Verslaggever Jan Eikelboom is een aantal keer te gast bij de moskee 'De Middenweg' in Rotterdam. Daar spreekt hij onder anderen met Asma Claassen, die lezingen geeft in de moskee. Zij bekeerde zich in 1987 tot de islam.
Claassen zegt dat ze moslim is, maar "wel nog gewoon Nederlands". Toch merkte ze al gauw dat ze door haar landgenoten niet langer zo gezien werd. "Ik liep een keer een winkel binnen en er stond een hele lange rij bij de kassa. Toen zei ik: 'Zo, het is druk zeg!' Vervolgens werd er heel boos 'rot op naar je eigen land! naar me geroepen'. Toen dacht ik: huh? In welk land had je me gehad willen hebben?"
Ze heeft het gevoel dat in de afgelopen jaren de negativiteit ten opzichte van de islam is verergerd. "Als moslim word je neergezet als crimineel of als achterlijk. Dat is echt iets wat je merkt op straat en in de samenleving. Dat je je steeds meer moet verdedigen."
Niet origineel
Eikelboom mag per uitzondering aanwezig zijn bij een van de vrouwenavonden in de Rotterdamse moskee. Daar spreekt hij met verschillende moslima’s. Wanneer hij over hun hoofddoek begint, reageren ze geërgerd. "Ik vind je vragen niet zo origineel", zegt Saida Agourram. De vrouwen vertellen dat ze moe worden van de vele vragen over hun kledingkeuze of religieuze praktijken.
"Wij zijn ook gewoon burgers die hier wonen. Wij hebben ook bedrijven, runnen zaken, betalen belasting en hebben mensen in loondienst", zegt Zehra Unal. `Ik mag gewoon zijn zoals ik wil zijn. Waarom moet ik me verontschuldigen en uitleggen wat ik doe? Daar voel ik helemaal niks voor."
Goede voorbeeld
Na het vrijdagmiddag-gebed, waar vooral mannen aanwezig zijn, spreekt Eikelboom met een aantal moskeegangers. Zij wijzen naar de media, die negatief berichten over de islam. Maar ook moslims zelf dragen bij aan het negatieve imago; zij zouden zelf het goede voorbeeld moeten geven.

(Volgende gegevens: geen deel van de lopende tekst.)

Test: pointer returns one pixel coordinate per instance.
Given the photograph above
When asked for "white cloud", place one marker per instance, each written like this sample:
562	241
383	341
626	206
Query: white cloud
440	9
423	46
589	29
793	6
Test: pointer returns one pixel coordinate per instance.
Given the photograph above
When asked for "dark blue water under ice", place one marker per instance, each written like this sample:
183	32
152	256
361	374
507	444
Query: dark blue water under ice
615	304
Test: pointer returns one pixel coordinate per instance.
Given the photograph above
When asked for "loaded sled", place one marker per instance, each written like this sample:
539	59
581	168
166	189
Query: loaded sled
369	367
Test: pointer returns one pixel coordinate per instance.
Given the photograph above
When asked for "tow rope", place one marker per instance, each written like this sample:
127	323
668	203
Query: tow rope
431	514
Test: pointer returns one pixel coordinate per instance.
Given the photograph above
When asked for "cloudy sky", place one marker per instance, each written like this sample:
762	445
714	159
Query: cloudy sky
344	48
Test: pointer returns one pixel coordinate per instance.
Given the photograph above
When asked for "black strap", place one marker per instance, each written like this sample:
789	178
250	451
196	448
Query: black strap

Prediker Ali Houri Al Khattab noemt de islam een vredelievende godsdienst. Moslims zouden die kant van de islam veel meer moeten laten zien, vindt hij. De eerste generatie was daar nauwelijks toe in staat, omdat zij de Nederlandse taal niet beheerste. Maar de tweede en derde generatie kan dat wel. "Ik vind dat de volgende generatie daar echt een inhaalslag in moet maken", zegt Al Khattab.